The visualization above illustrates the density of named features (i.e., entries in the gazetteers referring to a place or natural feature, and recording related name and information) in GeoNames, the largest freely available gazetteer covering the globe. This map uses GeoNames gazetteer data from May 2013, and colour is used represent the number of features per square kilometre.
Most strikingly, the visualizations do not really resemble a map of population, as illustrated in the map below. Nor are the named features evenly distributed among regions and countries, as illustrated in the graph below. Instead, we see dense clusters of features in some parts of the world and a lack of geographic information in others. Interestingly, the information presences that we see are characterised by unusual patterns. Not only do we see the usual suspects of Western Europe and the United States with large amounts of geographic information, but we also see significant densities in places like Sri Lanka, Iran, and Nepal.
It is clear how national and international policies play a large role in the construction of this gazetteer. The United States is by far the most representative country in the dataset, accounting for a quarter of the total number of features. Nepal comes in 11th, apparently thanks to a project funded by the European Union in 2001, and counts more features than India and the UK put together.
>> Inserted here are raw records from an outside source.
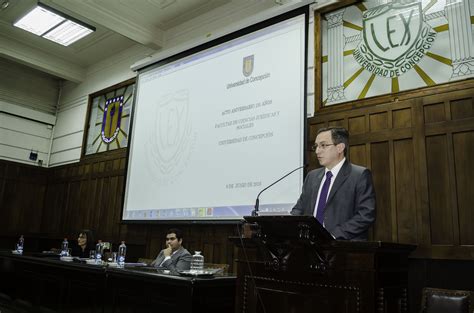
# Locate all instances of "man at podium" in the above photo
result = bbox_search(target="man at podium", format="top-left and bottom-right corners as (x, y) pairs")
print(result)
(291, 127), (376, 240)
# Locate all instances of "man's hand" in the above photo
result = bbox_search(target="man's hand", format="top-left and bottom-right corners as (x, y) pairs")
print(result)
(163, 245), (173, 257)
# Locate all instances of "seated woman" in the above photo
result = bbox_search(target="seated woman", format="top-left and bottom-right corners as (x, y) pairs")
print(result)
(72, 229), (95, 258)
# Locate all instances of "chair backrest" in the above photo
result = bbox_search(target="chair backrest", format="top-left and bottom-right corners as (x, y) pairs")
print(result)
(421, 287), (473, 313)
These global differences are crucial in the context of the current data revolution. First, this can be seen as a technical problem, as analyses might be strongly influence by the gazetteer chosen to process the data, and end-users would ‘see’ the gazetteer rather than a geographic phenomenon that they aim to study. Second, and possibly more importantly, this is an ethical issue, as there is a risk to perpetuating data-program-data cycles, which reinforces global, historical, and broader information inequalities — as Mark Graham, Matthew Zook, and I discuss in another recent paper published in Geo.
This is where human geography meets data science, and further studies will be crucial to understand the geographies of gazetteers, their origins, and their impact on applications.